Ian wrote:
Wauke generally means you're on the outside of the punch, and if its close quarters that's hard to do, near impossible if there's any hook to the attack.
I find it fascinating that you say this, Ian. Why? I find Rich (another of my students) feeling pretty much the same way.
Meanwhile... Over time I'm getting more and more comfortable using circle movements on the inside, and meeting someone on the inside.
George hit on my thinking above. At the end of the day, the only thing we can say about the wauke is that it's a "circle thingie." What you and Rich see is one fixed interpretation of what you can do with that circle, and I will readily admit that it is a "problem" with hoq Kyu and Dan Kumite are often practiced. But it isn't Kyu and Dan Kumite per se. IMO, it's the vanilla, Okinawan interpretation of Kanbun's 3-kata style as represented in the way you see various supplemental exercises done.
What's missing? Grappling and chi sao. Sit back some time and watch two good grapplers move. Squint your eyes. What you'll see is a series of pushes/pulls and circles. And that's what Sanchin is. The big difference is the grappler takes the Sanchin posture out of the box and uses it in very different orientations. Howerver (s)he still is concerned about control of center (of both self and oppoent).
We shouldn't translate
wa*uke as
circle block. A better translation is
circular interception.
On the inside, the circle can be many different things. There's a beautiful, 8 x 10 inch, B&W photograph in Kanei Uechi's kyohon of someone entering a tori attacking with a stick. If you squint your eyes, you see the circle and rising elbow either of Seisan (generally done in front leaning stance) or Sanseiryu (generally done in horse stance). But the uke isn't doing a circle. Instead, what you see is arm feeling its way inside and past the donut-shaped danger zone around the tori. By the time the photo is snapped and the elbow is contacting the stick attacker, the "circling" arm is still up. You never really complete a full circle like one sees in Sanchin kata. You're only using a piece of it, or perhaps the concept of what the circle means. (intercepting or receiving) Using an attacking mindset, the circle is nothing more than feeling your way into the sweet zone of destructing inside the attacker's defenses.
Other interpretations of what this could mean work as well, such as Mike's comment about the chudan shuto uke inside the crotch of the elbow of a looping attack.
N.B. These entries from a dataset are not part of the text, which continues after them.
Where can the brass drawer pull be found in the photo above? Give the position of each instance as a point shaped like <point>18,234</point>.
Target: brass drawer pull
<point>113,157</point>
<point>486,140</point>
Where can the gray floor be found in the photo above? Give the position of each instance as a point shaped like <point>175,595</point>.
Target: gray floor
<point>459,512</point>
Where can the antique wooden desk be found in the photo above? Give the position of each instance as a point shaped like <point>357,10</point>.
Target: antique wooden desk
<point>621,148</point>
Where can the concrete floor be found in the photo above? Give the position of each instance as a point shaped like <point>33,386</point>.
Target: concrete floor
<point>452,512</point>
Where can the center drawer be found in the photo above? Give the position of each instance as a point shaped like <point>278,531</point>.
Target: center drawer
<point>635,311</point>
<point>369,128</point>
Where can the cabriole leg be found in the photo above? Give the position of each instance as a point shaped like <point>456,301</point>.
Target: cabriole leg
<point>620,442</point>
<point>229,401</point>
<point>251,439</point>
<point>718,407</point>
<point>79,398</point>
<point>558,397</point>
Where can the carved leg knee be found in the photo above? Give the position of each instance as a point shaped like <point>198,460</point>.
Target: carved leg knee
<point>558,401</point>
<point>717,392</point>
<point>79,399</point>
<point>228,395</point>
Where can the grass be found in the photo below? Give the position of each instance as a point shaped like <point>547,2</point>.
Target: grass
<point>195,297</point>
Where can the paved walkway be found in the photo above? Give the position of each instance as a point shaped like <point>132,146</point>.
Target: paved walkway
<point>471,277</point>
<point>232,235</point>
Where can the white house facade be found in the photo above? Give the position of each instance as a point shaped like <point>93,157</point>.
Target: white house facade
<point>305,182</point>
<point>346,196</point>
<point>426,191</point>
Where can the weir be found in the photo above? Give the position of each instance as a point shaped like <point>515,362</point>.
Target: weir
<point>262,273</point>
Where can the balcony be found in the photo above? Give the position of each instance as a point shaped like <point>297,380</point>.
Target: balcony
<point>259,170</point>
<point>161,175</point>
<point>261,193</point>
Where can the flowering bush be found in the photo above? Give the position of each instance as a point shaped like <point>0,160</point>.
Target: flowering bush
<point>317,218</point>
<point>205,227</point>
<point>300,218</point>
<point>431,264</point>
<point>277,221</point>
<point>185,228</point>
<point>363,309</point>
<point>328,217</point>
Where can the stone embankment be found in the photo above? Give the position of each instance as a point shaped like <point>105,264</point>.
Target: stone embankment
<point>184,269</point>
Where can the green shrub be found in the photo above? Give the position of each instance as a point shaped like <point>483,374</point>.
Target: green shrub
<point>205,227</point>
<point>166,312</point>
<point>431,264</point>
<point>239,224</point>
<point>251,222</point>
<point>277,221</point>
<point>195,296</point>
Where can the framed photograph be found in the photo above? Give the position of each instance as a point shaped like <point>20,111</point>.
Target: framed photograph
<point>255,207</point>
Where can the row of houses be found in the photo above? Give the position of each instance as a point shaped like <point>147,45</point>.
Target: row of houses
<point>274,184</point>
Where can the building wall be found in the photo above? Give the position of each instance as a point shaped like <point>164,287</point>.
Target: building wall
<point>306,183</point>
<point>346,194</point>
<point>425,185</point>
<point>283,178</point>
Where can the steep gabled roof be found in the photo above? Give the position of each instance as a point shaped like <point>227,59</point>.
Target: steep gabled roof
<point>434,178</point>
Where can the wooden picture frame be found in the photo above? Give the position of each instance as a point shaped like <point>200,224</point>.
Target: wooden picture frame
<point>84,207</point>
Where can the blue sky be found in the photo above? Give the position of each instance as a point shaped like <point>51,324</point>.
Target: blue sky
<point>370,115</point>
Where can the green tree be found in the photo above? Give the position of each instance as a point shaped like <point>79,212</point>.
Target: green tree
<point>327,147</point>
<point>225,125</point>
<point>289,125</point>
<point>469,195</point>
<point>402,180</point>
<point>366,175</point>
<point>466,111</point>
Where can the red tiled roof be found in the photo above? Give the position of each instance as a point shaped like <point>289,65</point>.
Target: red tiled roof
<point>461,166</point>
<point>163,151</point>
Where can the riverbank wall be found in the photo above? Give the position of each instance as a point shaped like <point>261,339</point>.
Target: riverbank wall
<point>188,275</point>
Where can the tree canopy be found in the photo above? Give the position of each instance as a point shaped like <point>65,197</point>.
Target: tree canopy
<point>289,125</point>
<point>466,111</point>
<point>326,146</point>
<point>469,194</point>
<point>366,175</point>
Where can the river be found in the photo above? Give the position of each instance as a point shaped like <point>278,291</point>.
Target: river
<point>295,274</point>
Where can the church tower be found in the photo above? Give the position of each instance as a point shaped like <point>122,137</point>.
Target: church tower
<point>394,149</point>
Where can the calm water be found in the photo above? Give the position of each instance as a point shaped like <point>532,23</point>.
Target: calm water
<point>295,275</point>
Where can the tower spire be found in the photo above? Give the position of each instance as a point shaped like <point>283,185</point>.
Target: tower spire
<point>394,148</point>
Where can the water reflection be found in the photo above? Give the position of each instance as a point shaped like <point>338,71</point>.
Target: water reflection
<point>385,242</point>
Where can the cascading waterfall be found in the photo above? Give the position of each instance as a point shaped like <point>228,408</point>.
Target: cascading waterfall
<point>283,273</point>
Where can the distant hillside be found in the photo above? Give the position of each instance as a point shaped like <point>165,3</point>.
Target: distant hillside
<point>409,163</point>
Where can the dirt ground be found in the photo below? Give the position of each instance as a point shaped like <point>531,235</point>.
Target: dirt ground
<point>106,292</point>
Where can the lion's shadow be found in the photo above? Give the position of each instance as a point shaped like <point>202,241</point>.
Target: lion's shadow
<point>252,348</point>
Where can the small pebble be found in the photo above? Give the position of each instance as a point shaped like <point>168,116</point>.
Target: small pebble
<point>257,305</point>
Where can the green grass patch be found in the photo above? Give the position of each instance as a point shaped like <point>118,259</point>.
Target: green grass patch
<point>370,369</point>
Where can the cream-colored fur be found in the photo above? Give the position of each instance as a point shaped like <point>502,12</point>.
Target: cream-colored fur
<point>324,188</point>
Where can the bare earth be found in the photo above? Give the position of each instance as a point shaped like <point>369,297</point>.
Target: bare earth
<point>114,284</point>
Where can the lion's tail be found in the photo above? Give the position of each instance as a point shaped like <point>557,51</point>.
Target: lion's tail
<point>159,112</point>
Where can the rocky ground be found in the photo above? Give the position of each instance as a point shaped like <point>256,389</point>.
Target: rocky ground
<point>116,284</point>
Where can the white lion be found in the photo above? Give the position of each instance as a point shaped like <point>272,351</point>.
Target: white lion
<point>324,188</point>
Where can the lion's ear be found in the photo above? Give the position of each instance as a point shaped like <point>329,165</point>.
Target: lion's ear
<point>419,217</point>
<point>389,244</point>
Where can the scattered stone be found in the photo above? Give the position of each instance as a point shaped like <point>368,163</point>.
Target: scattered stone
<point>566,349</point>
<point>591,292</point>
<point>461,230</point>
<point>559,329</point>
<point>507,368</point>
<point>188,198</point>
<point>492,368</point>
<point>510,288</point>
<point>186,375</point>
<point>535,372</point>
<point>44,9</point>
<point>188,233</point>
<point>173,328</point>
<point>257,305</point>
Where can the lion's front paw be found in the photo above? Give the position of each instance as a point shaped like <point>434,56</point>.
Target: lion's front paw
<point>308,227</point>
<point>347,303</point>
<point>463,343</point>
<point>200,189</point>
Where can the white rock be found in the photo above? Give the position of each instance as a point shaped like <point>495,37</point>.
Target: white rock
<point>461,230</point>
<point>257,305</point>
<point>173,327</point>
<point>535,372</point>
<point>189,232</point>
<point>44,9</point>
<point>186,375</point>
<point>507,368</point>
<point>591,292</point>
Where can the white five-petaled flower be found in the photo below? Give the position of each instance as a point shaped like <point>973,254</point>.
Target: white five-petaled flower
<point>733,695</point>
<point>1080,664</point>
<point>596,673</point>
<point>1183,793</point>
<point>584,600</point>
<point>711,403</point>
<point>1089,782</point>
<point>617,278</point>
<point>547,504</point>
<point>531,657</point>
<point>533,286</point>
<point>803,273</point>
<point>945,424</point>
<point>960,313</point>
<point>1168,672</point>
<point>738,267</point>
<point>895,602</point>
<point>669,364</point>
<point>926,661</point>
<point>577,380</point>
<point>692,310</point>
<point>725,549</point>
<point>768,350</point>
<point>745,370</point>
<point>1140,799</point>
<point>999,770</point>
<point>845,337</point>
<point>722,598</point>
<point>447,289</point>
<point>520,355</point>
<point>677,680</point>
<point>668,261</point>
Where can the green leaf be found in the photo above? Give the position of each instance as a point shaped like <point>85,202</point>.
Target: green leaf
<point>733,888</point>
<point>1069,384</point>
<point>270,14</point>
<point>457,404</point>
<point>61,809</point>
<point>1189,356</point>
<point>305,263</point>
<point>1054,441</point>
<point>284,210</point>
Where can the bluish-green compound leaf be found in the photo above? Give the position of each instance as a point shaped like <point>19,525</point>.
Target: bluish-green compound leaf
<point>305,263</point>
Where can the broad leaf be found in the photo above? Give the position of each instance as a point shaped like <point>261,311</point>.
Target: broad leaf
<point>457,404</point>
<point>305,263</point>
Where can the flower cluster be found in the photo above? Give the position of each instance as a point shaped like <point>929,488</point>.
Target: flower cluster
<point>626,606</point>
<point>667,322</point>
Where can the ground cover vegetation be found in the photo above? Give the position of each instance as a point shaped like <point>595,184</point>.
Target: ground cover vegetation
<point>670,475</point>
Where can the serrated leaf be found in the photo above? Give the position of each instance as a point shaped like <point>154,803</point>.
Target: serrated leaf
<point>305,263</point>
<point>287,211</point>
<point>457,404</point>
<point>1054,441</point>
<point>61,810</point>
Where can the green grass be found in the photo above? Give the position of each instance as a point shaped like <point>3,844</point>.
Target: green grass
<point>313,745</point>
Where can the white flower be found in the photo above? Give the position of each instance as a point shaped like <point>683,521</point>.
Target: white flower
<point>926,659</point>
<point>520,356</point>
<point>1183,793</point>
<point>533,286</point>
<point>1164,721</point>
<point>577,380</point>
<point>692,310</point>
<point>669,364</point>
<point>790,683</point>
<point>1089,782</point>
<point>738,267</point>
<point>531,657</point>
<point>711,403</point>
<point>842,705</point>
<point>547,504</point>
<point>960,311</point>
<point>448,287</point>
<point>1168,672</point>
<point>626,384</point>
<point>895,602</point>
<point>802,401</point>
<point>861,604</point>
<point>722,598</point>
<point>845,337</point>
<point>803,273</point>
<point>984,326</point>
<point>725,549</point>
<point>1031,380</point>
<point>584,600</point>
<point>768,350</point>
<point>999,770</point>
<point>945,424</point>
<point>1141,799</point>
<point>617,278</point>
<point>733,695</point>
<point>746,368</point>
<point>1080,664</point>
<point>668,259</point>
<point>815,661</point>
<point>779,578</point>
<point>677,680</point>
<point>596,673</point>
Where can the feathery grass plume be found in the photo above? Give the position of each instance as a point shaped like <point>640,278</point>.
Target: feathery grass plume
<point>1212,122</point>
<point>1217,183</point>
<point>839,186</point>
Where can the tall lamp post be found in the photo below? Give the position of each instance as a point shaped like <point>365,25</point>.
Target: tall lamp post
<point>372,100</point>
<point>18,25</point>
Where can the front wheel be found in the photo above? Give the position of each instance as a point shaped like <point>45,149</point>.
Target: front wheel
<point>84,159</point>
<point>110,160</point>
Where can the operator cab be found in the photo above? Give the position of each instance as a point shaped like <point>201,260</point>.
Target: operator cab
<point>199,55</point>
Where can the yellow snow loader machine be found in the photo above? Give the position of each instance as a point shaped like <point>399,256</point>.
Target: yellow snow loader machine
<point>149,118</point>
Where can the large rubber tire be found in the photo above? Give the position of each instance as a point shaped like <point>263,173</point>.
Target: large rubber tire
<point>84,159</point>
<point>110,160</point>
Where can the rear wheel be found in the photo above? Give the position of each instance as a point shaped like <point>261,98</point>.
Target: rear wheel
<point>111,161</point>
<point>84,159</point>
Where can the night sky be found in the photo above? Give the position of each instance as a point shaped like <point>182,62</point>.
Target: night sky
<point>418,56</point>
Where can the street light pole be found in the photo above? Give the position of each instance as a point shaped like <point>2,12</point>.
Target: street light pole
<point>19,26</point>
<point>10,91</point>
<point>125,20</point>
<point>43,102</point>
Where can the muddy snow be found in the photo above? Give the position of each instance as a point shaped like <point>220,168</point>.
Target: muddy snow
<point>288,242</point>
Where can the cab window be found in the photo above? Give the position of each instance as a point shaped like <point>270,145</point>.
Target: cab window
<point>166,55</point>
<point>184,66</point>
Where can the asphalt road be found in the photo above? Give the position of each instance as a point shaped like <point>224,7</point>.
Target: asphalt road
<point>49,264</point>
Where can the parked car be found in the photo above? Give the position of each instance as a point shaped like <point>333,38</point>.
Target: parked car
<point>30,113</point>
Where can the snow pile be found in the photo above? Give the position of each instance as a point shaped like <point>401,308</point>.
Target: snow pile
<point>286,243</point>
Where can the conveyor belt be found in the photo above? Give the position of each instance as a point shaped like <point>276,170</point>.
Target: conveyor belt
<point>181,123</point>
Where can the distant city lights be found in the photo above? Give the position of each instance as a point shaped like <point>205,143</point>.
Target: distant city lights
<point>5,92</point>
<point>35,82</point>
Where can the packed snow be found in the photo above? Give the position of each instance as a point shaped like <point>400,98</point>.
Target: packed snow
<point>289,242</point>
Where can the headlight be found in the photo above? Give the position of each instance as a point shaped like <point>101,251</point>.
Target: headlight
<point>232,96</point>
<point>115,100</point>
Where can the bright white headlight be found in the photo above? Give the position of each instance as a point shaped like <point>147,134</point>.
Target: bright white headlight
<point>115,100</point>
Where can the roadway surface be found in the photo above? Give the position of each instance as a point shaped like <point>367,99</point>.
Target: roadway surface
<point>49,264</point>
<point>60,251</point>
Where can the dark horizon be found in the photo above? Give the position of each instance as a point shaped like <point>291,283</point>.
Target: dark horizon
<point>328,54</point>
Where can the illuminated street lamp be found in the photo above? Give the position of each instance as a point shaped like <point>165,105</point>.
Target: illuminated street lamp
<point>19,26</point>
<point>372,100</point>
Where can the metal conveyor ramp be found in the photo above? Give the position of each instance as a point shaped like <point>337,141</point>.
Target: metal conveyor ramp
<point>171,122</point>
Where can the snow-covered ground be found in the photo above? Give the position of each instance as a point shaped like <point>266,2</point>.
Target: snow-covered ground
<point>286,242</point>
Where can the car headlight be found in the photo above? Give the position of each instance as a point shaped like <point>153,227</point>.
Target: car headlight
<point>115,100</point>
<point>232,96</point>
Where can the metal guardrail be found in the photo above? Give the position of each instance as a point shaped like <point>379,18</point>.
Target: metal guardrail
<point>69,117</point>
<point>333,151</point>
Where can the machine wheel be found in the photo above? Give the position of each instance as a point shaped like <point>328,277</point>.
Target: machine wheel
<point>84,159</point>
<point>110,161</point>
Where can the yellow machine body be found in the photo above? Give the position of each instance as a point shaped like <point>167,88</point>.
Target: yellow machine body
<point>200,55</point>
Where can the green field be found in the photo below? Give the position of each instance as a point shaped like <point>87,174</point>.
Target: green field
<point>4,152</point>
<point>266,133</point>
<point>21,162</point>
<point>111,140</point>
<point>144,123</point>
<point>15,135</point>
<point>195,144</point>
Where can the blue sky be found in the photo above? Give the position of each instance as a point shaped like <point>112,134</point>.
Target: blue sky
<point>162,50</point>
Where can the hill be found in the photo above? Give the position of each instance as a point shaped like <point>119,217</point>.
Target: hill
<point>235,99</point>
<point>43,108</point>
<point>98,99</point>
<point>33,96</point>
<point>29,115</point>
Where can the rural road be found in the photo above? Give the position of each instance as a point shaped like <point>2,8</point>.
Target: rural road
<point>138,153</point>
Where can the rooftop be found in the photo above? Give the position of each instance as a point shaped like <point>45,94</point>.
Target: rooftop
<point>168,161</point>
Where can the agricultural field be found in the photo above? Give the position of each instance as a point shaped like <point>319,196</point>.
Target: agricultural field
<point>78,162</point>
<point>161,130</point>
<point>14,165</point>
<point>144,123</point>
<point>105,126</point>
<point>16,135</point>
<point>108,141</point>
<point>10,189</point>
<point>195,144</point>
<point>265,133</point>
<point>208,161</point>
You are after all leading with the shuto in a wauke, right? Works for me!
And then you get to watching someone like Rory whose comfort zone is his old-world, brutal jiujitsu (Sosu$hitsu Ryu). Some things Rory does (such as Dracula's Cape) use the concept of the circle when entering. But a circle to him also means getting an arm around that neck when he gets inside, or some other intercepting movement that allows him to stick on and control the BG. And that works for him.